American Rifle - Alexander Rose [51]
The percussion cap arrived just as Hall was perfecting his rifle. Nevertheless the order came down from on high at the War Department that he was to redesign the gun using a percussion mechanism. The change did not require a thorough overhaul of the weapon, but Hall knew it meant inventing yet another machine and certainly a whole new round of tests. Not for years would his gun again reach the production stage.
By 1830, however, Hall had lost his youthful energy, and he was growing ever more irascible, carbuncled, and stubborn with age. He truckled to the War Department’s commands but was reluctant to introduce the new technology. Continually beset by money problems, Hall convinced himself—with some justice—that enemies lurked everywhere, and he turned increasingly operatic, secretive, and controlling.
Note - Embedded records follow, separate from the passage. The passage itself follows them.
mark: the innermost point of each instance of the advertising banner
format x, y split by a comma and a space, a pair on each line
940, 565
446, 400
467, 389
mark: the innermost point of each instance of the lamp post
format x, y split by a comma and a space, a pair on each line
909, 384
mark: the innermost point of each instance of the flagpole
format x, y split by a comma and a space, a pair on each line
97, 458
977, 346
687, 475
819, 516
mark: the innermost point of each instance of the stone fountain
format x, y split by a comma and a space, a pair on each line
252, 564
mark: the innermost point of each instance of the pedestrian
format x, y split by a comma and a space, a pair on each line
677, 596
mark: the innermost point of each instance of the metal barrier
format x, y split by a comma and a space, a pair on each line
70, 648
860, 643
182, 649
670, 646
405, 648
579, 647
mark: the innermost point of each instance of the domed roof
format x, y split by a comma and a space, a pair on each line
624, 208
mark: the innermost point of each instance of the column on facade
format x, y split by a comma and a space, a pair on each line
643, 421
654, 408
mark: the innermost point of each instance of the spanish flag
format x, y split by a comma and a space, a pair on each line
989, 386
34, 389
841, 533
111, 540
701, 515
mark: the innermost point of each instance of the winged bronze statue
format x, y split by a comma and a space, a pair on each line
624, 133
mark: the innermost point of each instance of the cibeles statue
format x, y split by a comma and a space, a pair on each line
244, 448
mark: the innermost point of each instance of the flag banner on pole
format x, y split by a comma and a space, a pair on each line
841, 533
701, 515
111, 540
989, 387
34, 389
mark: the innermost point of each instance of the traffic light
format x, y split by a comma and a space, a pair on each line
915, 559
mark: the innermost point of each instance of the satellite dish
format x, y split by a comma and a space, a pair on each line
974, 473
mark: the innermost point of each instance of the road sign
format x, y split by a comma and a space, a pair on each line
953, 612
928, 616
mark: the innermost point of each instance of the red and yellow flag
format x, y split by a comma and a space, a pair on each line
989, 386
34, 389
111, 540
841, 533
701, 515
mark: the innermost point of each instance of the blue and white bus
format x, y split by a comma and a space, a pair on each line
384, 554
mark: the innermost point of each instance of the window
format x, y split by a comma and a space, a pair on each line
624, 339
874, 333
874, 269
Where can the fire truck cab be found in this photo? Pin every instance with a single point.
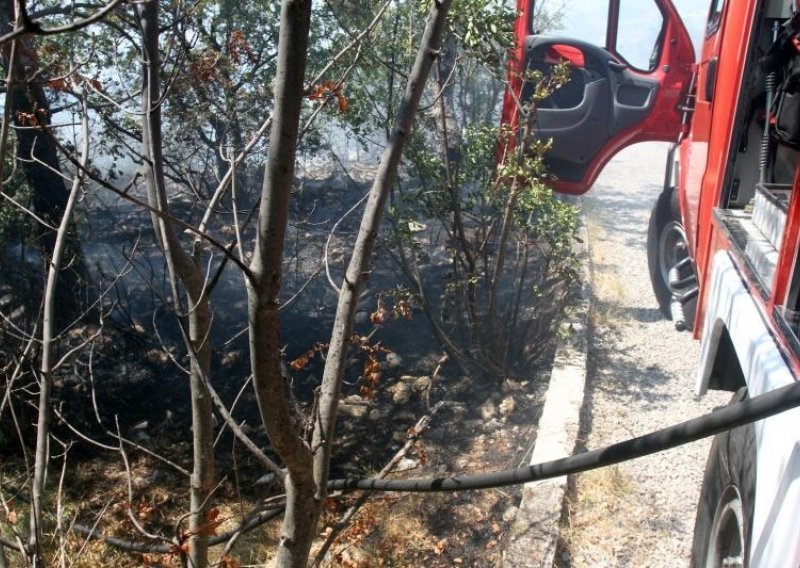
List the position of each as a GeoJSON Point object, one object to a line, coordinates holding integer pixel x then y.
{"type": "Point", "coordinates": [724, 235]}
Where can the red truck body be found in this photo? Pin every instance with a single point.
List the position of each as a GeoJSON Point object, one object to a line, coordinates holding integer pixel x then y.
{"type": "Point", "coordinates": [724, 235]}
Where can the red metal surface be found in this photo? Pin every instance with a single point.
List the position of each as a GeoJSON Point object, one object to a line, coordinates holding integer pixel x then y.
{"type": "Point", "coordinates": [664, 121]}
{"type": "Point", "coordinates": [706, 154]}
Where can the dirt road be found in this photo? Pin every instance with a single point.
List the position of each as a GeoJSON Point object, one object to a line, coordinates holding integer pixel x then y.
{"type": "Point", "coordinates": [641, 378]}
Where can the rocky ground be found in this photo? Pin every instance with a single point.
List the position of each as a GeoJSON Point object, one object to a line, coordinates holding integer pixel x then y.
{"type": "Point", "coordinates": [641, 378]}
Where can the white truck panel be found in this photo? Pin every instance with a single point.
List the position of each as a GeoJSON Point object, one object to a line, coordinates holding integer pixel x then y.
{"type": "Point", "coordinates": [775, 539]}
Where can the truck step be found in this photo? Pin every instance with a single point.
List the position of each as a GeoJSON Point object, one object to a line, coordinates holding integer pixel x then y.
{"type": "Point", "coordinates": [676, 307]}
{"type": "Point", "coordinates": [769, 211]}
{"type": "Point", "coordinates": [681, 276]}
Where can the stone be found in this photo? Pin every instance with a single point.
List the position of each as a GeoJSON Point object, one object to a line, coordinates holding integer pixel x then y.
{"type": "Point", "coordinates": [401, 392]}
{"type": "Point", "coordinates": [487, 410]}
{"type": "Point", "coordinates": [510, 514]}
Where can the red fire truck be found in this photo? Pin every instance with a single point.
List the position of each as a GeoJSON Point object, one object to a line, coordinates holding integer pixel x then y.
{"type": "Point", "coordinates": [724, 234]}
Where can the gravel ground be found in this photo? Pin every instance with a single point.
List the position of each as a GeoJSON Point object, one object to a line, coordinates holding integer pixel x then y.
{"type": "Point", "coordinates": [641, 378]}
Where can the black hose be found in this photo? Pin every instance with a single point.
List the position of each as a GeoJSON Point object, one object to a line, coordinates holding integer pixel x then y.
{"type": "Point", "coordinates": [720, 420]}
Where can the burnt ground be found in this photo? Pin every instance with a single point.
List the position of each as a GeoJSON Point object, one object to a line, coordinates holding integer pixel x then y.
{"type": "Point", "coordinates": [131, 381]}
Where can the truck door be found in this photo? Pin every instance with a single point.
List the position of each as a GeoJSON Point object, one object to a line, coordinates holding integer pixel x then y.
{"type": "Point", "coordinates": [626, 84]}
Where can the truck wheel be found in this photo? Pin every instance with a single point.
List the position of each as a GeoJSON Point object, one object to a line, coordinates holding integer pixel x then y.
{"type": "Point", "coordinates": [725, 513]}
{"type": "Point", "coordinates": [672, 273]}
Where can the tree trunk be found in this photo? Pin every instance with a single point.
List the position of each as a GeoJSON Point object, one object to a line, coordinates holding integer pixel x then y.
{"type": "Point", "coordinates": [264, 285]}
{"type": "Point", "coordinates": [187, 271]}
{"type": "Point", "coordinates": [30, 111]}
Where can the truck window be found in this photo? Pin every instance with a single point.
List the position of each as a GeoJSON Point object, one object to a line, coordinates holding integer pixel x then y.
{"type": "Point", "coordinates": [714, 17]}
{"type": "Point", "coordinates": [576, 19]}
{"type": "Point", "coordinates": [639, 33]}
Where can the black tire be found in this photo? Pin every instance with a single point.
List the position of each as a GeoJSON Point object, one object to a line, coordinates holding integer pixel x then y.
{"type": "Point", "coordinates": [724, 522]}
{"type": "Point", "coordinates": [666, 247]}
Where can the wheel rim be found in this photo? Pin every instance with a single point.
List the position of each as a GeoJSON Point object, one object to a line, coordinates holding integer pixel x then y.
{"type": "Point", "coordinates": [672, 249]}
{"type": "Point", "coordinates": [726, 548]}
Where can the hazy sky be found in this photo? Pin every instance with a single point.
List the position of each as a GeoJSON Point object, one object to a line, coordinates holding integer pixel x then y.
{"type": "Point", "coordinates": [586, 19]}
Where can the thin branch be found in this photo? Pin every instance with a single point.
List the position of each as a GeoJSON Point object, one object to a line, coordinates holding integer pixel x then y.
{"type": "Point", "coordinates": [34, 27]}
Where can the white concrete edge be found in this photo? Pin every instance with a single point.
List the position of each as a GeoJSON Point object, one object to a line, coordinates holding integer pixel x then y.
{"type": "Point", "coordinates": [536, 530]}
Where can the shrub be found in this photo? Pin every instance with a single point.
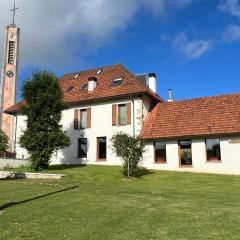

The rest of the decade tried Hall’s soul, and he received no relief from the War Department, where the new guard began urging him to retire gracefully, to allow younger managers into his fiefdom of the Rifle Works, so that it could move with the times. Truth be told, Hall’s unwillingness to keep up with the pace of technological development was delaying production of the breech-loading percussion carbines that the army wanted for the cavalry, and by now he was refusing to make even important revisions to his rifle.67 To give him a gentle nudge, which the prickly Hall interpreted as a violent shove, in 1834 the department demoted him to the rank of master armorer, cutting his pay to a risible $600 a year. Bomford reassured his old friend that, no, it wasn’t a real demotion, but Hall knew different and ascribed the move to his unseen foes in Washington. Though Bomford managed to get him a temporary raise to $2,646, Hall was confronted by a highly visible enemy in 1837, in the form of Edward Lucas.
As the new superintendent of Harpers Ferry and a Jacksonian appointee, Lucas was levelheaded but ruthless at playing politics at the armory, a habit that further contributed to Harpers Ferry’s decline relative to Springfield. Between 1837 and 1840 Lucas fired thirty-four highly skilled employees (of whom twenty-eight were enemy Whigs) and replaced them with less-talented men more to his liking, who just happened to be Democrats.68 He was most displeased by what he incorrectly thought were the continuing problems with interchangeability, a prejudice no doubt exacerbated by Hall’s refusal to toe the party line. Convinced that “arms cannot be made, that will interchange, and at the same time closely and accurately, at a reasonable price, and without sacrificing other and greater advantages” (such as mass production), Lucas thought that “the sooner the attempt to accomplish it be dispensed with, the better.”69 Support for the Rifle Works was hence slowly, but inexorably, withdrawn, but the interchangeable genie was already out of the bottle.
Models of rifles and muskets from the early 1840s onwards would be fully interchangeable. Nevertheless, they would be muzzle-loaders—despite Hall’s heroic efforts to supersede them.
Hall would never see the death of his breech-loader. His health had greatly deteriorated, and in 1840 he went on leave of absence.70 Few, apart from Bomford (who was weakening himself), were keen to see him return. In the succeeding winter Hall’s symptoms worsened, and he died on February 26, 1841. He chose to be buried in Darksville, Missouri, as did his wife, Statira, and as late as the 1970s their tombstones were visible, enclosed by a rusting iron fence. Bomford, now left isolated at the Ordnance Department, resigned in 1842 and followed his friend to the grave six years later.
It was John Hall, nevertheless, who had the last, if posthumous, laugh over his rivals. Since the days when he had struggled to persuade official Washington and the army that rifles were a feasible alternative to muskets, the world had changed.